The Doctor was getting to his feet. Malady pulled him down.

‘No. Stay put.’

They were half hidden here, able to get a good look at anyone coming up the stairs without being immediately obvious to them. A moment later, her instincts were proved right. Roja came running up the stairs. His face was covered in a balaclava‐like hood. He was carrying another raygun. He was clearly in retreat.

Malady waited a moment, until she was sure that Jaxa wasn’t right behind him. As she moved to stand, this time, the Doctor pulled her down.

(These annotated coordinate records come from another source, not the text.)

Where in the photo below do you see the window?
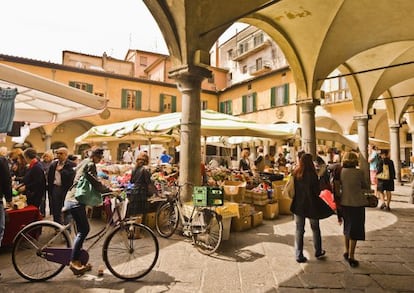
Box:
[239,42,249,54]
[121,89,142,110]
[139,56,148,66]
[220,100,232,115]
[253,33,264,47]
[256,58,263,70]
[69,81,93,93]
[227,49,233,60]
[160,94,177,113]
[270,83,289,108]
[207,74,214,83]
[242,93,257,113]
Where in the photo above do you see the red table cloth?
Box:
[1,206,42,246]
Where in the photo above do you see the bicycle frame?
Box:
[24,193,132,265]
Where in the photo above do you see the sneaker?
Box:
[315,250,326,259]
[296,256,308,263]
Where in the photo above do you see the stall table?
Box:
[1,206,42,247]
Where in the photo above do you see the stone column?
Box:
[389,124,401,182]
[45,134,52,151]
[170,66,211,201]
[354,115,371,182]
[297,99,319,158]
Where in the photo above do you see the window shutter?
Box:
[160,94,164,112]
[219,102,225,113]
[253,93,257,112]
[283,83,289,105]
[86,83,93,93]
[135,91,142,110]
[227,100,233,115]
[171,96,177,112]
[121,89,128,109]
[270,87,276,108]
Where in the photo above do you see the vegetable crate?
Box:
[193,186,224,207]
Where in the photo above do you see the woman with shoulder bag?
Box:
[377,150,395,211]
[64,148,111,275]
[290,154,333,263]
[340,152,370,267]
[127,153,155,217]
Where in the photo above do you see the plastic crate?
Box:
[193,186,224,207]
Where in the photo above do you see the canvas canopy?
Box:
[0,64,107,128]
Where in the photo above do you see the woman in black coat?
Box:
[18,148,46,209]
[290,154,333,263]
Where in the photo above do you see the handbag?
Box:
[282,175,295,199]
[364,191,378,208]
[377,164,390,180]
[75,175,102,207]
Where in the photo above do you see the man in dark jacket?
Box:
[47,147,76,224]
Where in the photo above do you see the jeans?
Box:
[0,199,6,246]
[70,204,89,260]
[295,215,322,259]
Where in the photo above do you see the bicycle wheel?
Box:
[12,221,71,281]
[102,222,159,280]
[155,201,179,238]
[192,209,223,255]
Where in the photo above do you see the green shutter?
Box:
[121,89,128,109]
[242,96,247,113]
[86,83,93,93]
[270,87,276,108]
[160,94,164,113]
[283,83,289,105]
[253,93,257,112]
[227,100,233,115]
[219,102,225,113]
[135,91,142,110]
[171,96,177,112]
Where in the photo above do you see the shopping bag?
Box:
[319,189,337,213]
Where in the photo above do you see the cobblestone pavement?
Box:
[0,184,414,293]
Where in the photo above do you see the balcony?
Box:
[248,61,272,76]
[324,89,352,105]
[232,40,271,62]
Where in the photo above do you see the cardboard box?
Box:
[223,181,246,202]
[254,202,279,220]
[231,215,252,232]
[278,197,292,215]
[238,203,252,218]
[272,180,287,199]
[251,212,263,227]
[252,191,269,206]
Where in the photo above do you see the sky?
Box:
[0,0,246,63]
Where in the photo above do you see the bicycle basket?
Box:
[193,186,224,207]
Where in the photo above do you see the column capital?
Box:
[168,64,212,80]
[354,114,372,120]
[296,98,321,107]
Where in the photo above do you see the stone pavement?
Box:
[0,184,414,293]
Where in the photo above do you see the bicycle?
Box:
[12,192,159,281]
[155,184,223,255]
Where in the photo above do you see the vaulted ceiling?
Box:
[144,0,414,124]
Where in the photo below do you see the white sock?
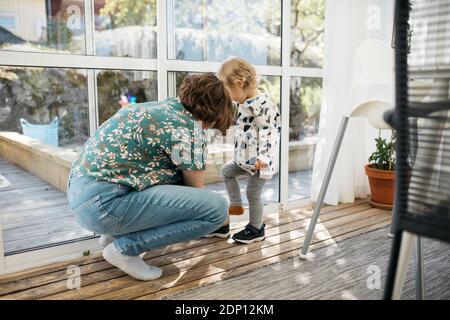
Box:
[103,243,162,281]
[98,234,116,248]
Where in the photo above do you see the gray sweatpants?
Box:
[221,161,266,229]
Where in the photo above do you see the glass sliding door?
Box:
[289,77,322,200]
[0,66,92,255]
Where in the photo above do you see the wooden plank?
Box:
[85,210,389,299]
[0,200,367,296]
[139,219,390,300]
[13,205,386,299]
[0,199,348,284]
[2,204,367,294]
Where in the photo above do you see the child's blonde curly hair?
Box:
[217,57,259,89]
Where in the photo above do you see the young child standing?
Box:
[206,58,281,243]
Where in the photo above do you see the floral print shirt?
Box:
[72,98,207,190]
[234,92,281,179]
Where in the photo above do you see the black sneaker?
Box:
[233,223,266,243]
[203,224,230,238]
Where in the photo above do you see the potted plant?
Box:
[365,131,395,210]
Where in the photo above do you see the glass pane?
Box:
[289,77,322,200]
[94,0,156,59]
[0,67,92,254]
[97,70,158,124]
[169,0,281,65]
[0,0,86,54]
[291,0,325,68]
[169,72,280,204]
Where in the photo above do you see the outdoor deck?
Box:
[0,200,391,299]
[0,157,311,254]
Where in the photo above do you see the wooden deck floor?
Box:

She thought he was trying to stop her shooting, but he was just waiting until the boy was nearer. Roja wasn’t looking for them – he’d obviously forgotten his mission. Something had distracted him. Given the gunfire a moment before, and the absence of Jaxa, it wasn’t too hard to guess what.

The boy stumbled straight past them.

Malady and the Doctor leaped out, as if they’d practised the move together. Malady grabbed the boy, the Doctor twisted the gun out of his hand.

The Doctor yanked the hood off.

The boy’s eyes were red with crying, his nose was running.

‘Get off me!’ he shouted, but he just wasn’t strong enough to put up much of a struggle.

They could hear clattering footsteps coming up the stairs.

‘Cosgrove’s men,’ the Doctor said, lifting something from the boy’s belt, a silver tube.

He examined it, then twisted the end. A control panel unfolded, Malady wasn’t quite sure how.

‘Simple enough controls.’ The Doctor grabbed his lapels. Now, Roja, what was your mission?’

‘I’m to take you back to Sabbath.’

‘Ah… Sabbath. You’re one of his, are you? What’s your story, then?’

‘I’m his Cabin Boy.’

‘Yes, of course you are. Just his style. You do realise you don’t exist, don’t you? It was Tom the cabin boy. There was no one on the Black Pig called Staines or Bates. There was a Barnabas, and a first mate who didn’t have a name, but –’

‘Doctor, what are you talking about?’ Malady asked.

‘If you don’t exist,’ the Doctor said, ‘you make the perfect agent, don’t you? Not so easy to catch. Impossible to kill.’

‘I exist. Let me go and I’ll show you I exist.’

‘And how would you do that?’

‘I’d hit you. Then I’d show you.’

‘Is that how we’re to justify our existence in the new order? By how hard we can hit people?’

‘You can see me,’ Roja said. ‘So I exist.’

‘People see all sorts of things, don’t they?’

‘I exist. I exist. People remember me.’

‘They think so therefore you are?’ The Doctor shook his head. ‘I’m sorry, but it doesn’t work like that.’

Malady was shaking her head. ‘I don’t understand a word of this.’

The Doctor smiled. ‘English pop culture, Malady, don’t worry about it. Just another bit of misplaced self‐aware seventies nostalgia with no place in the twenty‐first century.’ He twisted the top of the silver tube and the controls furled up and slotted themselves back in place.

‘Time to go.’ He squeezed the end of the time machine, just remembering to grab Malady’s hand at the last moment.

Cosgrove and Stevens arrived a moment later to find Roja yelling into thin air.

‘I exist! I do! Come back! I exist!’

Cosgrove blew the back of his head off with a single shot.

‘No need to shout about it,’ Cosgrove told him quietly.